In principle fostering is when a family take on the responsibility of caring for a child or young person when their birth family are unwilling or unable to care for them appropriately. There can be a multitude of reasons why a birth family cannot effectively care for their child, this can include abuse or neglect of the child at home or perhaps illness or death of a parent. 

Foster Carers work as one of the many ‘professionals around the child’ to effect short and long term change for a child in need.

Fostering is challenging in numerous ways but it allows families to effect real change in the lives of children who are desperately in need of love and care. Foster carers will often describe fostering as one of the most rewarding things they have ever done.  

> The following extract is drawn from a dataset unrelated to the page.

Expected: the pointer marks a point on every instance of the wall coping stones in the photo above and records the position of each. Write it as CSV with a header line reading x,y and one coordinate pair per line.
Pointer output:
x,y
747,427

Fostering can be both a temporary and permanent arrangement. Some children will have the opportunity to return to birth family after a period of time, whereas others will remain in foster care until adulthood.  Children in fostering homes will likely have ongoing contact with their birth families.

How is foster care different from adoption?

Fostering has fundamental differences to adoption. Adoption involves a family becoming the legal parents of that child and becoming fully responsible as they would do for their birth child. Government support and intervention is limited unless the adoptive family require some initial support at the early stages. 

A child in Foster Care remains the legal responsibility of the local authority and foster carers care for that child in line with a jointly agreed ‘Placement Plan.